First, let’s have a look at the meaning of the new words;
คาว /kaao/ comes from the full term ‘อาหารคาว /aa-hăan kaao/’ which means ‘meat dish’.
หวาน /wăan/ means ‘sweet’. In this expression it means ‘dessert’.
สันดาน /săn-daan/ means trait or character, but this term is not polite. It is usually used in a negative comment.
ไพร่ /prâi/ means ‘servants or lower-class people’ in the old times.
So the entire expression กินคาวไม่กินหวานสันดานไพร่ /gin kaao mâi gin wăan săn-daan prâi/ is the phrase used in the old eras by people in upper social class to look down upon lower-class people that ‘after eating main dish and not having dessert is the character of people from a low social class’. As in the old days sugar was a luxury item and hard to find. Only wealthy people could afford to have it in the kitchen thus poor people didn’t have a chance to eat dessert.
This is not the case in the present time anymore but the expression is still used but in a different manner – it is used to say for fun among friends as a reason to eat dessert even after our stomach is so stuffed!

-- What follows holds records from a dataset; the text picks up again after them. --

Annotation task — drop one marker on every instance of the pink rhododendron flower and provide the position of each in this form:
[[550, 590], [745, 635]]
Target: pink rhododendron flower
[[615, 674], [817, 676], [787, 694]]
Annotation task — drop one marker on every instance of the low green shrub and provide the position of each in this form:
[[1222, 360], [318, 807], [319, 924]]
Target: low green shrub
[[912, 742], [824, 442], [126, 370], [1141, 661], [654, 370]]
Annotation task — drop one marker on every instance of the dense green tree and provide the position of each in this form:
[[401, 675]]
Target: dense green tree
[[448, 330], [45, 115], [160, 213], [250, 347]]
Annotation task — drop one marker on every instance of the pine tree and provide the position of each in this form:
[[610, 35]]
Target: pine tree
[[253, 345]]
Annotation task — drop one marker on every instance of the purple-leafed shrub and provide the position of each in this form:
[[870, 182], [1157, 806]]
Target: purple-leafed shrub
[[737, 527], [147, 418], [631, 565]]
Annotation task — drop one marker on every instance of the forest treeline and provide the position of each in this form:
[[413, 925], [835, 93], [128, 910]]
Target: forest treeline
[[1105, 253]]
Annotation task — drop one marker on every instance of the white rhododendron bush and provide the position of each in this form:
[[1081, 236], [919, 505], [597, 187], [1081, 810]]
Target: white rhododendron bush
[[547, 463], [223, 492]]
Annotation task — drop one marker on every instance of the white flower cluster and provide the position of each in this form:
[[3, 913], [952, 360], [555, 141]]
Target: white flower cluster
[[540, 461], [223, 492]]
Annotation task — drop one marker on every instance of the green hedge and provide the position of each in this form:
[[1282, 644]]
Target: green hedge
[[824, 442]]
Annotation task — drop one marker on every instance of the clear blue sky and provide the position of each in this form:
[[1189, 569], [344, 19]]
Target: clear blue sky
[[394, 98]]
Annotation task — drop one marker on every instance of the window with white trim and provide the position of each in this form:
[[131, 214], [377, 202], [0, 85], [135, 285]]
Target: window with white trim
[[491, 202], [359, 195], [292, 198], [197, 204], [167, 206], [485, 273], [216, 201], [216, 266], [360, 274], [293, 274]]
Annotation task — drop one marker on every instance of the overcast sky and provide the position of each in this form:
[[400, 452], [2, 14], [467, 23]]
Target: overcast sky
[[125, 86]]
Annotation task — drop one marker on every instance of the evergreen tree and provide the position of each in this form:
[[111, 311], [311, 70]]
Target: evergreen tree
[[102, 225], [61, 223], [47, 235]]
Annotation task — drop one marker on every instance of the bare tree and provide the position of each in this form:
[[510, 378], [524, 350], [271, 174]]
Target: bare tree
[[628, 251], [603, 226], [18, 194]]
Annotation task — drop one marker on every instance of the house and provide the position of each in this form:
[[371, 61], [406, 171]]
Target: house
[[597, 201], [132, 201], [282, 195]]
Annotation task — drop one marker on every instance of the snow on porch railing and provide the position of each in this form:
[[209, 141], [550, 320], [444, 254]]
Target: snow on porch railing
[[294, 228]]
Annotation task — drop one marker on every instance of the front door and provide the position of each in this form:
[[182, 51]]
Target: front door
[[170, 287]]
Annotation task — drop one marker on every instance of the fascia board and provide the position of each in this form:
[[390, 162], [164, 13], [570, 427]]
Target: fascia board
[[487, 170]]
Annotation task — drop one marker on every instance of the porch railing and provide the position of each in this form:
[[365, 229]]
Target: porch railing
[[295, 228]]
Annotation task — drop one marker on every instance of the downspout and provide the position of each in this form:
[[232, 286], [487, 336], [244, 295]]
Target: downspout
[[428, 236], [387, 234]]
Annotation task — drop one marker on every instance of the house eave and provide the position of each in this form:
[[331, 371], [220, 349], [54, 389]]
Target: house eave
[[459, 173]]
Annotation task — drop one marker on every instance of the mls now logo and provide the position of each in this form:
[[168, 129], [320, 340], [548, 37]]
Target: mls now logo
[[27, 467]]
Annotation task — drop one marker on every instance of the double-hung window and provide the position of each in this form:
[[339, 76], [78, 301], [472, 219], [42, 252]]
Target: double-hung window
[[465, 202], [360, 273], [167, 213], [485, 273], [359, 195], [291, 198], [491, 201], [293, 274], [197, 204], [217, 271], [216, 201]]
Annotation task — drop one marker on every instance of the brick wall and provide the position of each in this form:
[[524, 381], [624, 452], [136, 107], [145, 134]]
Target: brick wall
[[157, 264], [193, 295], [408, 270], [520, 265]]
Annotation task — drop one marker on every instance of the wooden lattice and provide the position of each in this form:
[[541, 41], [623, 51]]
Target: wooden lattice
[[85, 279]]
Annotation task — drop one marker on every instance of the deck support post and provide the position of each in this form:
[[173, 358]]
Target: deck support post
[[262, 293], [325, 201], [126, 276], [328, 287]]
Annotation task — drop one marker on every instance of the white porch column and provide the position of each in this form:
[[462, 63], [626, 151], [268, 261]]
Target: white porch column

Similar to English expression ‘there is always room for dessert’. 🙂
Since we are in the topic of ‘sweets’ , we would like to talk about a few more interesting Thai idioms that consist of the word หวาน wăan (sweet).
1. ปากหวาน /bpàak wăan/
ปาก /bpàak/ means ‘mouth’. This phrase is used to describe someone who is ‘a sweet talker’.
2. ปากหวานก้นเปรี้ยว /bpàak wăan gôn bprîao/ = He has honey in the mouth and a razor at the girdle.
ก้น /gôn/ = bottom, buttocks
เปรี้ยว /bprîao/ = sour
This expression literally means ‘sweet mouth, sour bottom’. It is used to describe someone who always say sweet things to others but he or she is not sincere. English expression would be ‘He has honey in the mouth and a razor at the girdle.’
3. หวานเป็นลม ขมเป็นยา /wăan bpen lom, kŏm bpen yaa/
ลม /lom/ = wind
ขม /kŏm/ = bitter
ยา /yaa/ = medicine
This Thai idiom comes from Chinese proverb which means ‘bitter pills may have blessed effects’ or ‘A good medicine tastes bitter’. The Thai saying means sweet words are often please ourselves but they are meaningless, while criticism could be useful and bring us to senses.
4. อดเปรี้ยวไว้กินหวาน /òt bprîao wái gin wăan/
อด /òt/ = to refrain , abstain
This expression literally means ‘Forego the sour for the sweet’. The actual meaning of the idiom is to encourage people to be patient so they can enjoy better things in the future.
English expression would be ‘He that eats the hard shall eat the ripe’ or ‘It is better to have a hen tomorrow than an egg today’.
5. ยามรักน้ำต้มผักก็ว่าหวาน /yaam rák náam dtôm pàk gâw wâa wăan/ ยามชังน้ำตาลก็ว่าขม /yaam chang náam-dtaan gâw wâa kŏm/
ยาม /yaam/ in this context is the conjunction ‘when’. It is the old term.
รัก /rák/ = love
น้ำ /náam/ = water
ต้ม /dtôm/ = to boil
ผัก /pàk/ = vegetable
น้ำต้มผัก /náam dtôm pàk/ = vegetable broth
ว่า /wâa/ in this saying come from the full phrase ‘พูดว่า /pûud wâa/ which means ‘say that…’
ชัง /chang/ = hate (old formal term)
น้ำตาล /náam dtaan/ = sugar
ขม /kŏm / = bitter
This proverb literally means ‘when people love each other even vegetable broth which is usually tasteless can taste sweet to them, but when they hate each other even the sugar doesn’t taste sweet anymore. It means when people love each other they can overlook the bad habit in the other person, everything is nice and good. But when love fades they only see the negative side in the other person.